Worth Doing Half Assed
“If something is worth doing, it’s worth doing half assed.” (KC Davis) I quoted to my partner as we got back into the car and we laughed.
All day, a day of blue skies and glorious sunshine, I had wanted to get to the sea, to lie on the beach, and maybe go into the salt water, that great healer. All day, the fatigue, perhaps made worse by the heat, pinned me to a deckchair in the shade in the garden, my eyes closed, listening to my audio book.
Finally, when the puppies were in bed, we got in the car and drove to see the sun set over the islands. The curlews were calling, swooping around in groups. The sky was reflected in the wet sand, and our older dog sniffed around happily as I walked a short way along the seafront to a bench. The wind had increased, bringing salt to my face.
…This wasn’t a beach swim, but this was worth doing…
My holiday reading this year, How To Keep House While Drowning, has been hugely influential already. Also remarkably, it is the first time I have ever read every single page of a self-help book!
The author, KC Davis, has taken great care to never have a chapter longer than two pages, to make it accessible to neuro-diverse/ADHDers, and of course the exhausted and overwhelmed.
I bought the book on the basis of a quote where she was explaining that these chores which she renames as “care tasks” are MORALLY NEUTRAL. She is influenced by Brené Brown and Kristin Neff and this de-stigmatising, shame-removing process is beautiful. It’s not that I don’t know this stuff, I’m a feminist, but she really shines the light into the corners of our unconscious entrenched beliefs.
Returning from the beach a few days previously, I’d announced, “When we get back, I’m gonna take everything out of the car and see what we’ve got, clean it, organise it and make some bags of the things that we need for the beach so we’ve got everything we need each time.” When we got back, I remembered The Book! This idea of mine was a maximum energy project and would have only have a moderate to minimum impact on my well-being (I don’t even get in car once a day) – so I DIDN’T DO IT!
And so many things since, I have not done, or done half assed.
Don’t get me wrong, I’m a neat freak. I love storage solutions, I believe in a place for everything and everything in its place, and have spent my life trying to restore order to the chaos that living creates. 40 years ago I was so unwell with anxiety and OCD That I could not sit down or eat because drawers needed everything sorting into order. Decades before Marie Kondo, I frantically organised everything including my mother’s sewing box and stationery in my search for peace.
I’ve come a long way since then, and recovered from the disorder relatively quickly. Only if you look very closely, you will notice that when I peg the laundry out that the pegs must be equidistant, the categories of items must be hung together, and if I’m somewhere where there are plastic coloured pegs (I have wooden to avoid this) then different coloured pegs cannot go onto the same item. But no one else notices this. And yes, I fold my knickers, I vertically store clothes in drawers, keep my shoes in transparent stacking boxes and have to have matching coat-hangers, but these are my personal foibles and I can live with them. It’s not considered a disorder if it doesn’t prevent living.

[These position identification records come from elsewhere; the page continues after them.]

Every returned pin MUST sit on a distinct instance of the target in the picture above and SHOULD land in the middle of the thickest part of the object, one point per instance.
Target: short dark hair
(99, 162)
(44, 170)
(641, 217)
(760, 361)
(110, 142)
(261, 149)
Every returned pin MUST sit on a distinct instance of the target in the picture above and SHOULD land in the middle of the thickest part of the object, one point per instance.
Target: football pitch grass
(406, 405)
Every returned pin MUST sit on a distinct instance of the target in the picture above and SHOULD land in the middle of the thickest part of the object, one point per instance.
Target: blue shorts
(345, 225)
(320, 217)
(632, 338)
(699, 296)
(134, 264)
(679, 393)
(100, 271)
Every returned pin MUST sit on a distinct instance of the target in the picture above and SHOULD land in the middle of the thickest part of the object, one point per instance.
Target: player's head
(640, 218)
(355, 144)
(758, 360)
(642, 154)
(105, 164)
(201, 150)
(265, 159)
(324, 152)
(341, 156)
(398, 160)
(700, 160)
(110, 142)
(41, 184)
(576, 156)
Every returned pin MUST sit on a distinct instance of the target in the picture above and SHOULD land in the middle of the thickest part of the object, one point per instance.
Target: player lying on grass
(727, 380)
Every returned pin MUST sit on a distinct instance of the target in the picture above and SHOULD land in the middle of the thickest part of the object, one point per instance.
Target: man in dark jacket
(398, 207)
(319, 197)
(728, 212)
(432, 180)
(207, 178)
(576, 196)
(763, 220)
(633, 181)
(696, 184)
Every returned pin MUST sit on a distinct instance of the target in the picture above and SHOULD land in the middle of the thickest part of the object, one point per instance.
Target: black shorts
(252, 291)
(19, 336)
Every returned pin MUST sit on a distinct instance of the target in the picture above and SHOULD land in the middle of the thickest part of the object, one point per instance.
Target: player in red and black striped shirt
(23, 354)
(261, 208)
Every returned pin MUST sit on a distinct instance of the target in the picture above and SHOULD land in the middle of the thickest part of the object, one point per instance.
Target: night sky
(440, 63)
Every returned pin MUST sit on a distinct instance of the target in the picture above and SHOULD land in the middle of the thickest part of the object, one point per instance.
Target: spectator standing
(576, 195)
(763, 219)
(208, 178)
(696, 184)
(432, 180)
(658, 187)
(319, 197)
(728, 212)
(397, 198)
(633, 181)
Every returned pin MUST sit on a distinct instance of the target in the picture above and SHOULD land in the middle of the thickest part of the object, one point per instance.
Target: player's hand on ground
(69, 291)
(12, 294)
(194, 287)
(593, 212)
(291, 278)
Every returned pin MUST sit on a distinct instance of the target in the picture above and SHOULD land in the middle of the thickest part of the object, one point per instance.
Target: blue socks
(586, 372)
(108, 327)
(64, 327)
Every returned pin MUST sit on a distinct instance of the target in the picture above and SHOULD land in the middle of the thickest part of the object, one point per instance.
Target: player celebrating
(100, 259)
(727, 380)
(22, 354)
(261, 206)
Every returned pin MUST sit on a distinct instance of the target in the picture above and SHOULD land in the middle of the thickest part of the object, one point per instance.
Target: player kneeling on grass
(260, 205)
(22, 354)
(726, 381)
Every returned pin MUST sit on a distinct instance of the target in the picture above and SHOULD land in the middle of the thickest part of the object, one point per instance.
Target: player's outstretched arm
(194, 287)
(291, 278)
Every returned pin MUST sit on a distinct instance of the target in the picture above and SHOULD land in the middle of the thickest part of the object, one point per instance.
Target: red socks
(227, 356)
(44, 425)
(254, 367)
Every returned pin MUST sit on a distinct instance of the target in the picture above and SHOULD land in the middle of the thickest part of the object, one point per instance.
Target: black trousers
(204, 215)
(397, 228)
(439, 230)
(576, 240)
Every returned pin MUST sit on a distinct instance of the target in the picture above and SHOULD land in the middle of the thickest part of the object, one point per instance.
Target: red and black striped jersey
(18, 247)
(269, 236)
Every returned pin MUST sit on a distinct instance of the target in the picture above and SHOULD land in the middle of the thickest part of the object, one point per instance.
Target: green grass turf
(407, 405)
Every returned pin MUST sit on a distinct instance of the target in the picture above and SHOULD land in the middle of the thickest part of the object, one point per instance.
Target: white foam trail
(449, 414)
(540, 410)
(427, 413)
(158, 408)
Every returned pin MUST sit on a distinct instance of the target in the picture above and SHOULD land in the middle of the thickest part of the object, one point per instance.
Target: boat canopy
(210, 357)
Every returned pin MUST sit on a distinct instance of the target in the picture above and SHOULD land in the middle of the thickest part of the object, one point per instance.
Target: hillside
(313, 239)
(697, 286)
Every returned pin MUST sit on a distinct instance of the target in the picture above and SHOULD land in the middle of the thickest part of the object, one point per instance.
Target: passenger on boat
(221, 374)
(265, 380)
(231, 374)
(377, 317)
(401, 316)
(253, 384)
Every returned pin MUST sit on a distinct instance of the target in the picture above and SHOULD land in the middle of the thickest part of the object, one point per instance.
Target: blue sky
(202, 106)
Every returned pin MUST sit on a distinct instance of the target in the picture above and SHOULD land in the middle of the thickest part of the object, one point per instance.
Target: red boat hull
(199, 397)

Living with Long Covid / fibromyalgia / ME (the second two being after effects of cancer, steroids, chemotherapy), the fulfilment of the hope that I would one day be on top of things continues to elude me. It can also be part of the “crash and burn“ cycle, whereby a small amount of energy encourages me to begin a project I cannot complete.
Davis’ book works for me, because I can plan. I love her grid system of sorting tasks into those that will give the maximum benefit / moderate benefit / minimum benefit to my well-being in that moment. The second part of her grid is organising things that take the least amount of energy to the maximum amount. When the grid is complete, it’s easier to see which ‘balls to drop’. The categorising really appeals to my OCD trait and means I can now become committed to how many things can I do half assed!
* This blog was written lying down, dictating into my phone notes. Then I edited the typos propped up on a lounger. When I add the pics and then publish it, it will have been completed in less than an hour, still in pjs and all lying down. It’s half assed, which makes it shorter than usual and probably more readable. Thank you KC.